Ruth Van de Gaer Sturzenegger ist eine bemerkenswerte Frau, die es wagt, ihre tief erschütternde Geschichte zu teilen. Nachdem sie einem Online-Anlagebetrug zum Opfer gefallen war, der sie fast eine Million Euro und ihr Vertrauen in die Welt kostete, hat sie es geschafft, sich aus dieser Krise herauszukämpfen. Statt sich von den Tätern brechen zu lassen, schrieb sie das Buch „Nichts gegen eine Million“ und rief die Selbsthilfeplattform „The Bright You“ ins Leben, um anderen Betrugsopfern Unterstützung zu bieten und Hoffnung zu geben. Im Interview mit digital-liechtenstein.li berichtet Ruth Van de Gaer Sturzenegger offen über ihre Erfahrungen und den Weg zurück zu neuem Selbstvertrauen.
Frau Van de Gaer Sturzenegger, können Sie uns zunächst erzählen, wie es überhaupt dazu kam, dass Sie auf eine betrügerische Online-Tradingplattform gestossen sind? Was hat Sie anfangs dazu bewogen, dort zu investieren?

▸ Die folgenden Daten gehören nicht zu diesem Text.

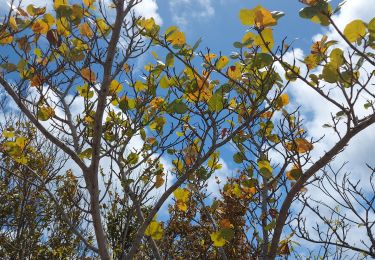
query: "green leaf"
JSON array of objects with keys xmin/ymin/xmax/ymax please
[
  {"xmin": 145, "ymin": 220, "xmax": 164, "ymax": 240},
  {"xmin": 239, "ymin": 9, "xmax": 255, "ymax": 26},
  {"xmin": 210, "ymin": 228, "xmax": 234, "ymax": 247},
  {"xmin": 208, "ymin": 93, "xmax": 224, "ymax": 112},
  {"xmin": 233, "ymin": 42, "xmax": 243, "ymax": 49},
  {"xmin": 253, "ymin": 53, "xmax": 273, "ymax": 69},
  {"xmin": 344, "ymin": 20, "xmax": 366, "ymax": 42},
  {"xmin": 0, "ymin": 63, "xmax": 17, "ymax": 72},
  {"xmin": 168, "ymin": 99, "xmax": 188, "ymax": 114},
  {"xmin": 258, "ymin": 160, "xmax": 272, "ymax": 179},
  {"xmin": 322, "ymin": 63, "xmax": 339, "ymax": 83},
  {"xmin": 79, "ymin": 148, "xmax": 92, "ymax": 159},
  {"xmin": 233, "ymin": 152, "xmax": 246, "ymax": 163},
  {"xmin": 329, "ymin": 48, "xmax": 344, "ymax": 68},
  {"xmin": 159, "ymin": 75, "xmax": 170, "ymax": 88},
  {"xmin": 165, "ymin": 52, "xmax": 174, "ymax": 67},
  {"xmin": 126, "ymin": 152, "xmax": 139, "ymax": 164}
]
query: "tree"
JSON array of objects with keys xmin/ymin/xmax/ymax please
[{"xmin": 0, "ymin": 0, "xmax": 375, "ymax": 259}]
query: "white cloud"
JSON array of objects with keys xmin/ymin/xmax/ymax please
[
  {"xmin": 169, "ymin": 0, "xmax": 215, "ymax": 27},
  {"xmin": 135, "ymin": 0, "xmax": 163, "ymax": 25},
  {"xmin": 288, "ymin": 0, "xmax": 375, "ymax": 254}
]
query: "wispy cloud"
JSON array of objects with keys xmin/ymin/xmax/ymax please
[{"xmin": 169, "ymin": 0, "xmax": 215, "ymax": 27}]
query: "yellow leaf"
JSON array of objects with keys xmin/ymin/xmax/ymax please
[
  {"xmin": 109, "ymin": 79, "xmax": 122, "ymax": 95},
  {"xmin": 30, "ymin": 74, "xmax": 45, "ymax": 87},
  {"xmin": 3, "ymin": 130, "xmax": 14, "ymax": 138},
  {"xmin": 79, "ymin": 23, "xmax": 94, "ymax": 38},
  {"xmin": 275, "ymin": 93, "xmax": 289, "ymax": 110},
  {"xmin": 254, "ymin": 8, "xmax": 276, "ymax": 28},
  {"xmin": 239, "ymin": 9, "xmax": 255, "ymax": 26},
  {"xmin": 219, "ymin": 218, "xmax": 233, "ymax": 228},
  {"xmin": 254, "ymin": 28, "xmax": 275, "ymax": 52},
  {"xmin": 43, "ymin": 13, "xmax": 56, "ymax": 27},
  {"xmin": 159, "ymin": 75, "xmax": 170, "ymax": 88},
  {"xmin": 286, "ymin": 138, "xmax": 314, "ymax": 153},
  {"xmin": 242, "ymin": 32, "xmax": 256, "ymax": 48},
  {"xmin": 138, "ymin": 17, "xmax": 156, "ymax": 31},
  {"xmin": 56, "ymin": 17, "xmax": 70, "ymax": 37},
  {"xmin": 173, "ymin": 188, "xmax": 190, "ymax": 202},
  {"xmin": 216, "ymin": 56, "xmax": 229, "ymax": 70},
  {"xmin": 210, "ymin": 231, "xmax": 226, "ymax": 247},
  {"xmin": 16, "ymin": 137, "xmax": 27, "ymax": 149},
  {"xmin": 9, "ymin": 16, "xmax": 18, "ymax": 30},
  {"xmin": 177, "ymin": 201, "xmax": 187, "ymax": 212},
  {"xmin": 123, "ymin": 63, "xmax": 130, "ymax": 73},
  {"xmin": 344, "ymin": 20, "xmax": 366, "ymax": 42},
  {"xmin": 82, "ymin": 0, "xmax": 96, "ymax": 10},
  {"xmin": 166, "ymin": 28, "xmax": 186, "ymax": 45},
  {"xmin": 300, "ymin": 0, "xmax": 319, "ymax": 6},
  {"xmin": 38, "ymin": 106, "xmax": 55, "ymax": 121},
  {"xmin": 145, "ymin": 220, "xmax": 164, "ymax": 240},
  {"xmin": 150, "ymin": 97, "xmax": 164, "ymax": 109},
  {"xmin": 258, "ymin": 160, "xmax": 272, "ymax": 178},
  {"xmin": 31, "ymin": 19, "xmax": 49, "ymax": 34},
  {"xmin": 26, "ymin": 4, "xmax": 46, "ymax": 16},
  {"xmin": 286, "ymin": 165, "xmax": 302, "ymax": 181},
  {"xmin": 134, "ymin": 80, "xmax": 147, "ymax": 92},
  {"xmin": 53, "ymin": 0, "xmax": 69, "ymax": 9},
  {"xmin": 81, "ymin": 68, "xmax": 96, "ymax": 83},
  {"xmin": 227, "ymin": 64, "xmax": 242, "ymax": 80},
  {"xmin": 14, "ymin": 156, "xmax": 28, "ymax": 165},
  {"xmin": 204, "ymin": 53, "xmax": 216, "ymax": 62},
  {"xmin": 155, "ymin": 174, "xmax": 165, "ymax": 188},
  {"xmin": 96, "ymin": 18, "xmax": 110, "ymax": 35},
  {"xmin": 0, "ymin": 33, "xmax": 13, "ymax": 44}
]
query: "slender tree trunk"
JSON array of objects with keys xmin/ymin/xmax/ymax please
[{"xmin": 86, "ymin": 172, "xmax": 111, "ymax": 260}]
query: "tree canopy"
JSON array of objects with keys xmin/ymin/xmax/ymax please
[{"xmin": 0, "ymin": 0, "xmax": 375, "ymax": 259}]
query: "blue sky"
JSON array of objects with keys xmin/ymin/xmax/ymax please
[
  {"xmin": 0, "ymin": 0, "xmax": 375, "ymax": 255},
  {"xmin": 156, "ymin": 0, "xmax": 337, "ymax": 52}
]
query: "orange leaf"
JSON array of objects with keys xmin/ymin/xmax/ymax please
[
  {"xmin": 81, "ymin": 68, "xmax": 96, "ymax": 83},
  {"xmin": 286, "ymin": 138, "xmax": 314, "ymax": 153}
]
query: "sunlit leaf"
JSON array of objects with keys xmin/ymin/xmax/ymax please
[
  {"xmin": 145, "ymin": 220, "xmax": 164, "ymax": 240},
  {"xmin": 286, "ymin": 138, "xmax": 314, "ymax": 153},
  {"xmin": 258, "ymin": 160, "xmax": 273, "ymax": 179},
  {"xmin": 81, "ymin": 68, "xmax": 96, "ymax": 83},
  {"xmin": 343, "ymin": 20, "xmax": 366, "ymax": 42},
  {"xmin": 216, "ymin": 56, "xmax": 229, "ymax": 70}
]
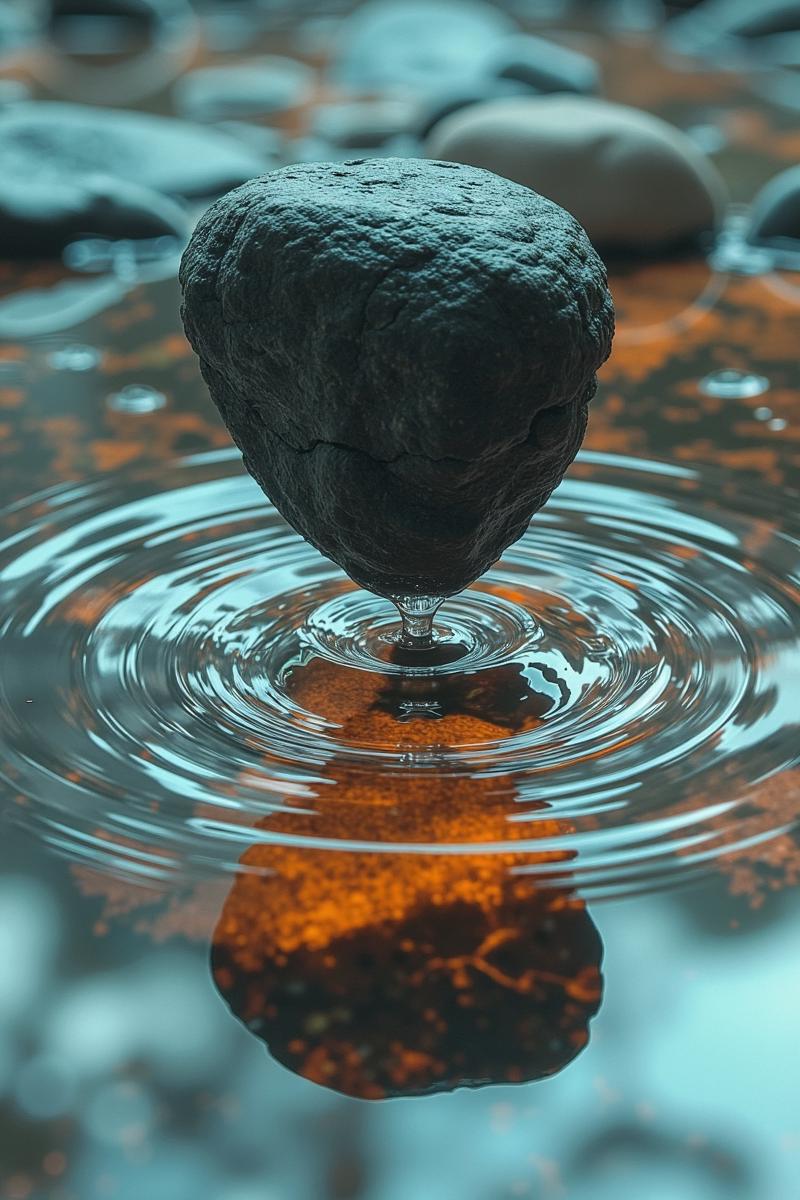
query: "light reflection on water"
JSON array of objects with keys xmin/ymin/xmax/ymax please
[{"xmin": 0, "ymin": 452, "xmax": 800, "ymax": 896}]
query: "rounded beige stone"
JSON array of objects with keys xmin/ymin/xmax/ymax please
[{"xmin": 426, "ymin": 95, "xmax": 726, "ymax": 253}]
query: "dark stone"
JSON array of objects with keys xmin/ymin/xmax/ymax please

Ich bekam wiederholt eine Messenger Nachricht einer indirekt Bekannten, die davon schwärmte, dass sie 250 EUR investierte und nun völlig unkompliziert einen Gewinn von 2’700 ungerade bereits auf ihr Konto überwiesen erhalten habe. Bis anhin hatte ich diese Nachricht stets ignoriert. Jedoch war ich in einer Situation, in der ich zwar Geld hatte, jedoch verdiente ich nichts, und so wusste ich, dass ich etwas unternehmen musste, um für die Zukunft und meine Familie vorzusorgen. Denn mit den stetig steigenden Lebenskosten war mir klar, dass das Geld schnell weniger werden würde und es nicht bis an mein Lebensende reicht. Mein Geschäft war mit Covid zusammengebrochen, und ich schaffte es einfach nicht mehr, es wieder so richtig in Schwung zu bringen und zu stabilisieren. Da bekam ich diese Messenger Nachricht erneut. Ich sah es als Gelegenheit, denn 250 EUR konnte ich verkraften, um zu schauen, ob es wirklich funktionierte. Nach einer ersten Investition von 250 Euro schien alles professionell und vertrauenswürdig. Der sogenannte „Senior Broker“ gab sich sehr kompetent und führte mich auch in die Tradingplattform ein, damit ich selbst meine Trades nachverfolgen konnte und eine Kontrolle hätte. Leider stellte sich später heraus, dass dies alles Teil einer perfiden Täuschung war.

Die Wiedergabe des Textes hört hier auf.